If you were to substitute x = a \sin(\theta) then the limits x=-a to +a would change to theta = -pi/2 to pi/2. However I don't think that substitution will help all that much? It changes it into:
\int \frac{a^2 \cos^2 \theta}{b - \sin \theta}\, d\theta
which doesn't look too easy.

 

[uart]

Homework Statement

Evaluate the integral:

∫ {√[(a^2)-(x^2)] / (b-x)} dx

That looks like a tricky integral pfsm. In the special case where b=a it simplifies (algebraically) to a very easy integral. For the general case however I'm stumped. Maybe if I show the simplified case it will give someone an else a lead.

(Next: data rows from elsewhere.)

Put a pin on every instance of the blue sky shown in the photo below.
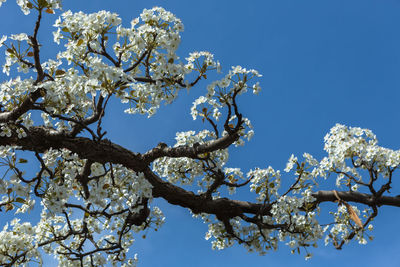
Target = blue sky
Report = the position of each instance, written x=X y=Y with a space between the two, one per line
x=323 y=62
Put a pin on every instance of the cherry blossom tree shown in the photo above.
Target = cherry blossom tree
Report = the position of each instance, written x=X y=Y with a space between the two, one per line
x=95 y=195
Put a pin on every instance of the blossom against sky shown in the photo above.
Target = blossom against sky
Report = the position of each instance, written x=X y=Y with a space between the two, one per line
x=322 y=63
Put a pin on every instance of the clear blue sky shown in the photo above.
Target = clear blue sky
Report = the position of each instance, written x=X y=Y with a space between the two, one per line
x=323 y=62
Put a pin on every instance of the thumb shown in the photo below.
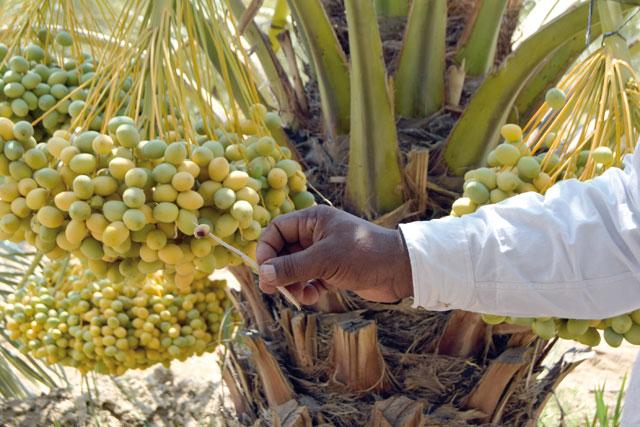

\frac{\sqrt{a^2 - x^2}}{a-x} = \frac{\sqrt{a+x}}{\sqrt{a-x}} = \frac{a+x}{\sqrt{a^2-x^2}}

So for this special case we have,
\int \frac{\sqrt{a^2 - x^2}}{a-x} \, dx = \int \frac{a}{\sqrt{a^2-x^2}} \, dx + \int \frac{x}{\sqrt{a^2-x^2}} \, dx
which are both very easy integrals. For the general case however, hmmm, hopefully someone else can help out.

 

[pfsm01]

Apparently the answer is πb-π√(b^2-a^2 ) for limits x=-a to +a
but not sure how to arrive here

 

[uart]

Apparently the answer is πb-π√(b^2-a^2 ) for limits x=-a to +a
but not sure how to arrive here

Ok so the question has now been changed to a definite integral, is that right? Sometimes there are more options available in how to handle a definite integral so it makes a difference (in general, though I'm not sure if it will make a difference this case, I'll take another look).

 

[pfsm01]

If the answer for the definite integral is in fact πb-π√(b^2-a^2 ) for limits x=-a to +a, would it be incorrect to back-calculate the answer for the indefinite integral? For instance, bπ((a+x)/2a) - π√((b^2)-(a^2))((a+x)/2a) with limits x=-a to +a resolves into the answer above.